Bees were going extinct – humans, pollution, urbanization quickly causing the humble bee unable to find pollen, to produce honey, to feed their queen, to survive. A movement began and suddenly everyone I knew had hives clustered in the far corners of their yards, a subtle buzzing audible on a quiet morning. I grew up on a farm, had honeybees in our fields, the bee man paying my mother in a case of honey each season, honey my mother baked with throughout the year, her bread pillowy and sweet, melting on my tongue on Sunday mornings, hot from the oven. Once bees got caught in the twin braids on the sides of my face, the buzzing loud in my ears as my sister carefully picked the insects from my hair.

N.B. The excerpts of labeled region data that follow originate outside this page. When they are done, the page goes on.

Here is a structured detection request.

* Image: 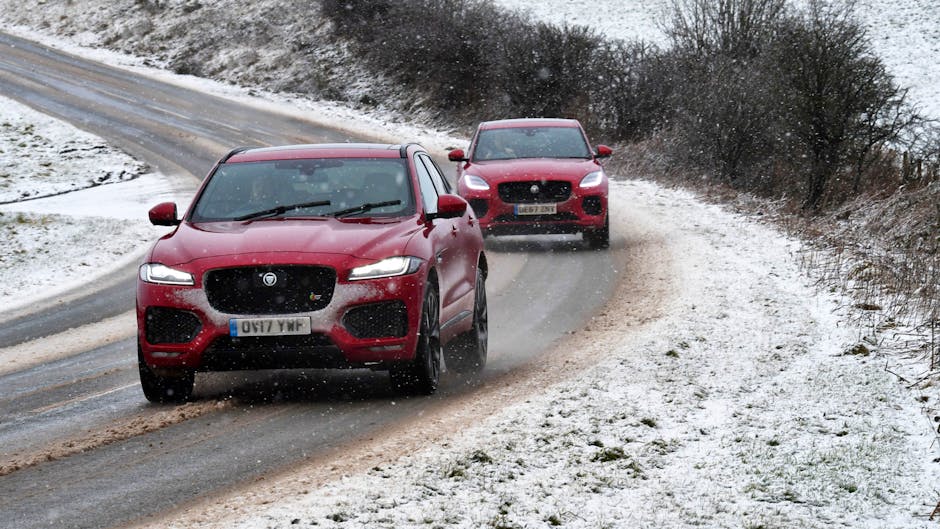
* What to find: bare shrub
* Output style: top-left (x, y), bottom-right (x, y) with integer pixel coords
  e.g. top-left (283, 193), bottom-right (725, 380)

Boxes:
top-left (772, 0), bottom-right (916, 210)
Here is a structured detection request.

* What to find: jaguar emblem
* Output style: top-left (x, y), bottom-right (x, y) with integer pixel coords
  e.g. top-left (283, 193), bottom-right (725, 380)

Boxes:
top-left (261, 272), bottom-right (277, 287)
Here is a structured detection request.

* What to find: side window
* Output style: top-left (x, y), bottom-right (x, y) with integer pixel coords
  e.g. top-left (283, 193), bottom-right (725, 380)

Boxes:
top-left (418, 154), bottom-right (453, 195)
top-left (414, 156), bottom-right (438, 213)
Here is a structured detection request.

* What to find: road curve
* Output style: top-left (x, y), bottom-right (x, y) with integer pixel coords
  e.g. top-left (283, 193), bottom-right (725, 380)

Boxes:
top-left (0, 34), bottom-right (626, 528)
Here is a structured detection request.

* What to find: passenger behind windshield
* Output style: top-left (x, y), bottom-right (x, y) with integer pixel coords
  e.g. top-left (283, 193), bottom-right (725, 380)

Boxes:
top-left (473, 127), bottom-right (591, 162)
top-left (191, 158), bottom-right (415, 222)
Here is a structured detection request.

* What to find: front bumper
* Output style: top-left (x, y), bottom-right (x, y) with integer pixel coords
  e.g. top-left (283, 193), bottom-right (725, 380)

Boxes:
top-left (137, 269), bottom-right (426, 371)
top-left (460, 180), bottom-right (607, 235)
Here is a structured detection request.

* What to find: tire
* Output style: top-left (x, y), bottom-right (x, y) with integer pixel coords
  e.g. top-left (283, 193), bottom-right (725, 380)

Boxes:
top-left (137, 345), bottom-right (196, 403)
top-left (584, 214), bottom-right (610, 250)
top-left (446, 268), bottom-right (489, 374)
top-left (389, 283), bottom-right (443, 395)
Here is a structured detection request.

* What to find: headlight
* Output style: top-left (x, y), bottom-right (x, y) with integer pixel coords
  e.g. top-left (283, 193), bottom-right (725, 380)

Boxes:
top-left (140, 263), bottom-right (195, 285)
top-left (581, 169), bottom-right (604, 187)
top-left (349, 256), bottom-right (421, 281)
top-left (463, 174), bottom-right (490, 191)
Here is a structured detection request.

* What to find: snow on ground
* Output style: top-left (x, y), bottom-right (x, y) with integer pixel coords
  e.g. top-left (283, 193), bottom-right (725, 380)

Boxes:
top-left (496, 0), bottom-right (940, 119)
top-left (0, 97), bottom-right (180, 310)
top-left (0, 0), bottom-right (940, 529)
top-left (171, 181), bottom-right (940, 529)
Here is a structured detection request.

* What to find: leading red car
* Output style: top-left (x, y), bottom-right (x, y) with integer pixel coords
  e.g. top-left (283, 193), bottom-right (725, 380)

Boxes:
top-left (448, 118), bottom-right (612, 248)
top-left (137, 144), bottom-right (487, 402)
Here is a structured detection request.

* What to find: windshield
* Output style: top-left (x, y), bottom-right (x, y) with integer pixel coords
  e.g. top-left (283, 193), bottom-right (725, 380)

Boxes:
top-left (473, 127), bottom-right (591, 162)
top-left (191, 158), bottom-right (415, 222)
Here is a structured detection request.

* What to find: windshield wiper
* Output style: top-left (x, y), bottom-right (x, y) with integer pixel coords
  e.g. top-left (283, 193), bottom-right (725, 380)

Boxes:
top-left (332, 200), bottom-right (401, 217)
top-left (234, 200), bottom-right (330, 221)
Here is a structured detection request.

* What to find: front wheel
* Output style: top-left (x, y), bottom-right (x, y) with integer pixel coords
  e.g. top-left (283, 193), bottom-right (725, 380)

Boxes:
top-left (447, 268), bottom-right (489, 373)
top-left (389, 284), bottom-right (441, 395)
top-left (137, 344), bottom-right (196, 403)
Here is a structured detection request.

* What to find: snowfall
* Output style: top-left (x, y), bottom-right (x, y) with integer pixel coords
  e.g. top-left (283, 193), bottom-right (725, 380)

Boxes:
top-left (0, 0), bottom-right (940, 529)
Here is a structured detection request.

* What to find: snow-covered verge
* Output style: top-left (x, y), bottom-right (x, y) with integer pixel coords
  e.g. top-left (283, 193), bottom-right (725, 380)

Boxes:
top-left (159, 181), bottom-right (940, 529)
top-left (0, 97), bottom-right (174, 310)
top-left (0, 2), bottom-right (940, 529)
top-left (496, 0), bottom-right (940, 119)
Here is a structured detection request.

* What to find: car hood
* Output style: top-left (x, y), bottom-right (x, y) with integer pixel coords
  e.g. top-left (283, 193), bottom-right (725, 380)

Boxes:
top-left (464, 158), bottom-right (601, 184)
top-left (150, 217), bottom-right (420, 266)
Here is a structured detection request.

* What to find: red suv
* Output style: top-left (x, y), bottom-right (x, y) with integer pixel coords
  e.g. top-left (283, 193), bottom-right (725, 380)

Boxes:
top-left (137, 144), bottom-right (487, 402)
top-left (449, 119), bottom-right (612, 248)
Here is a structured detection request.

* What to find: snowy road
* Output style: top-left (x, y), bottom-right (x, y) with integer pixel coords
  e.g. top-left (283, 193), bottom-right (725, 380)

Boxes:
top-left (0, 33), bottom-right (640, 527)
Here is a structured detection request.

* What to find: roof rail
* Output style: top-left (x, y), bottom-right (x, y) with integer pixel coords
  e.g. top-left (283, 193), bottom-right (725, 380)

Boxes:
top-left (219, 147), bottom-right (251, 163)
top-left (398, 142), bottom-right (421, 158)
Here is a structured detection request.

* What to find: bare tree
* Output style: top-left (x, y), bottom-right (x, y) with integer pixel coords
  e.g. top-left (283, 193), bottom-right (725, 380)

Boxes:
top-left (776, 0), bottom-right (914, 210)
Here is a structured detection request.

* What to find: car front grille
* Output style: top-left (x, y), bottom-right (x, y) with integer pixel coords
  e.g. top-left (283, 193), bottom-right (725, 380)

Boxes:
top-left (205, 266), bottom-right (336, 314)
top-left (499, 180), bottom-right (571, 204)
top-left (343, 301), bottom-right (408, 339)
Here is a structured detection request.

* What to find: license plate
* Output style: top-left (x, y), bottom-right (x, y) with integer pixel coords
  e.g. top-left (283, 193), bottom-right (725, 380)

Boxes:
top-left (228, 316), bottom-right (310, 336)
top-left (515, 204), bottom-right (556, 215)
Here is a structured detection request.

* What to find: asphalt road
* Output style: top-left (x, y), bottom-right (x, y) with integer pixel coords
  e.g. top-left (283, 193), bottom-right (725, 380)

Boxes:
top-left (0, 34), bottom-right (624, 528)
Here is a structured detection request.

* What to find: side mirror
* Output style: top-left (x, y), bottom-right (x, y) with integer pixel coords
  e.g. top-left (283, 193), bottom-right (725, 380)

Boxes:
top-left (447, 149), bottom-right (467, 162)
top-left (428, 195), bottom-right (468, 220)
top-left (149, 202), bottom-right (180, 226)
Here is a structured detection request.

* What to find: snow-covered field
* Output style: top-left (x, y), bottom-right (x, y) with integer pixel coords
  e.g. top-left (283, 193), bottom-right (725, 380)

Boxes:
top-left (0, 0), bottom-right (940, 529)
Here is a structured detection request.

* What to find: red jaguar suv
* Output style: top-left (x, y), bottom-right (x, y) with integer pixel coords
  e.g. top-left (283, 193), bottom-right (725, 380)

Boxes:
top-left (137, 144), bottom-right (487, 402)
top-left (448, 118), bottom-right (612, 248)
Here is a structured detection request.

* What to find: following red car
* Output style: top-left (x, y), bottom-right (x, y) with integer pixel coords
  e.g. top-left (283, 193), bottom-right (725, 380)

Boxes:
top-left (137, 144), bottom-right (487, 402)
top-left (448, 118), bottom-right (612, 248)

I wasn’t stung but my body pumped with adrenaline, certain those dying bees would pierce my scalp. I eat granola and Greek yogurt each morning for breakfast, make the granola myself, a recipe I concocted years ago. It uses 1/3 cup honey, so I buy the biggest jar from the store, measure the sticky sweetness into a saucepan, lick the golden color from my fingers. Bumble bees shouldn’t be able to fly – their gossamer wing too delicate, their round bodies too unwieldy. And yet they do, floating clumsily through the air, daring my dog to snap her jaws at them while they drink from the flowers that bloom each summer. I have no hives in my yard, don’t have the space for the white boxes. But I plant a garden each spring, stake the tomatoes and trellis the cucumbers. Watch the bees arrive, buzzing contentedly around the blooms in the bright heat of afternoon.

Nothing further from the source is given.